Monday, Sep. 21, 1942
Canada Casts a Shadow
In Montreal last week men and women waited in block-long lines to apply for permits to get jobs, or to leave jobs they already had. The Canadian Government was mobilizing all the manpower of the sprawling Dominion to put its immense resources completely into the war effort.
New laws provided:
> The Labor Department, the Munitions & Supply Department and the Wartime Prices & Trade Board would establish labor priority ratings for all industries.
> Workers could not quit, and employers could not dismiss, without seven days' notice in writing.
> Farm workers could not take permanent employment in industry except by special permission.
> No one could apply for any job without a Selective Service permit.
> Persons unemployed for more than 14 days could be ordered by Selective Service to jobs for which they were deemed fit.
> Five hundred dollars fine and twelve months' jail for violators, either workers or employers.
During September virtually all women from 20 to 24 must register for Selective Service. Other age groups will register later. Eventually 255,000 men or women will be needed in Canadian industry, to replace those now in the fighting forces.
Labor Minister Humphrey Mitchell took to the radio to broadcast that the new regulations did not freeze workers on their jobs. Nevertheless a Government spokesman reported that labor turnover had decreased.
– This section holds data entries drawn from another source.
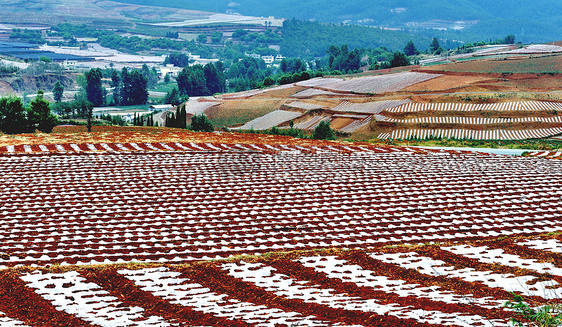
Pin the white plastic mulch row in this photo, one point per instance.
(341, 269)
(497, 134)
(6, 321)
(282, 285)
(304, 105)
(168, 285)
(551, 245)
(316, 92)
(71, 293)
(474, 120)
(369, 107)
(196, 107)
(487, 255)
(313, 82)
(250, 93)
(271, 119)
(355, 125)
(536, 48)
(507, 282)
(128, 147)
(502, 106)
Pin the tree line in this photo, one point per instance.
(17, 118)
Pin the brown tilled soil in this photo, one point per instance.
(448, 82)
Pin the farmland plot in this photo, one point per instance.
(316, 92)
(196, 107)
(271, 119)
(217, 200)
(474, 120)
(303, 105)
(369, 107)
(536, 49)
(451, 284)
(494, 134)
(503, 106)
(311, 123)
(379, 84)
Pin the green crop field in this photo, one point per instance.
(540, 65)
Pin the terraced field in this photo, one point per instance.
(169, 205)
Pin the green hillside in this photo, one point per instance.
(530, 21)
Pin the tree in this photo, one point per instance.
(94, 90)
(216, 37)
(323, 131)
(399, 59)
(13, 117)
(201, 38)
(124, 91)
(212, 79)
(116, 84)
(134, 87)
(192, 82)
(410, 49)
(200, 123)
(181, 117)
(58, 91)
(150, 75)
(138, 88)
(434, 46)
(40, 116)
(510, 39)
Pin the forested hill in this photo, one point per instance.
(530, 21)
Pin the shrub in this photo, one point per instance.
(200, 123)
(323, 131)
(545, 316)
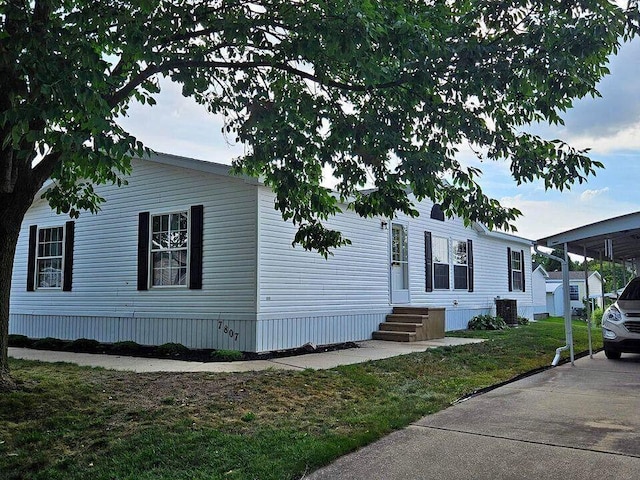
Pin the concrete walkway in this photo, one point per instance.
(369, 350)
(565, 423)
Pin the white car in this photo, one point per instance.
(621, 323)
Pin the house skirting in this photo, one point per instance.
(228, 331)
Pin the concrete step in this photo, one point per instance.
(400, 327)
(394, 336)
(406, 318)
(411, 310)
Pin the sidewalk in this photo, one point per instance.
(369, 350)
(566, 423)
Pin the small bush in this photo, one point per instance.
(227, 355)
(596, 316)
(86, 345)
(49, 343)
(486, 322)
(171, 349)
(127, 346)
(20, 341)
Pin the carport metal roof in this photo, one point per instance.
(623, 232)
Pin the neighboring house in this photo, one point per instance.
(538, 288)
(577, 291)
(187, 253)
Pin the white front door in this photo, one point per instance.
(399, 264)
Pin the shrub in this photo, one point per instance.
(21, 341)
(227, 355)
(127, 346)
(170, 349)
(486, 322)
(596, 316)
(86, 345)
(49, 343)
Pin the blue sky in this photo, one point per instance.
(609, 126)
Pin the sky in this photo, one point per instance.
(608, 125)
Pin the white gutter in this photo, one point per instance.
(568, 327)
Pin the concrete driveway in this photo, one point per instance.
(565, 423)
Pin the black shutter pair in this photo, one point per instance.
(67, 261)
(195, 253)
(428, 263)
(510, 270)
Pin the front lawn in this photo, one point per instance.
(69, 422)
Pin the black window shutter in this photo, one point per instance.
(522, 267)
(67, 269)
(143, 251)
(31, 259)
(509, 268)
(195, 255)
(470, 264)
(428, 263)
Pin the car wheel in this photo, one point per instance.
(612, 354)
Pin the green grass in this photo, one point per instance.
(68, 422)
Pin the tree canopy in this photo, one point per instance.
(380, 92)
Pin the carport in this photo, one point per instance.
(616, 239)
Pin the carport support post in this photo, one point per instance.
(586, 287)
(568, 326)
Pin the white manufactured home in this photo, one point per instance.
(187, 253)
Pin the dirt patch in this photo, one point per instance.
(167, 351)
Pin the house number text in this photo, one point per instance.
(229, 331)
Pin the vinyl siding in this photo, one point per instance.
(298, 283)
(353, 286)
(105, 256)
(490, 269)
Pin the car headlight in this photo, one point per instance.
(612, 315)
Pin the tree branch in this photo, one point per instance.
(137, 80)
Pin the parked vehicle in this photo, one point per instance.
(621, 322)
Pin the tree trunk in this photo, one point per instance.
(12, 210)
(8, 242)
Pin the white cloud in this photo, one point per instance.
(541, 218)
(589, 195)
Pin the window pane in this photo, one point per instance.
(441, 276)
(49, 258)
(517, 280)
(440, 250)
(574, 294)
(49, 273)
(169, 241)
(515, 261)
(460, 277)
(459, 252)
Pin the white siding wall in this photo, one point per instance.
(303, 297)
(105, 265)
(490, 270)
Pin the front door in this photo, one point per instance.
(399, 264)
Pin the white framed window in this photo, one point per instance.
(49, 257)
(169, 249)
(517, 273)
(460, 265)
(574, 292)
(440, 252)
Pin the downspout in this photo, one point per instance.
(568, 327)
Canada's unemployed were being put to work, her manpower and womanpower mobilized and regimented, as it has been mobilized and regimented in Russia and, to a lesser extent, in Britain. The U.S. took notice. Commented the New York Herald Tribune: "Canada always seemed to be ahead of us in coming to grips with the grim requirements of war, especially on the economic front, [but] however reluctantly and haltingly, we followed the pointing of her finger."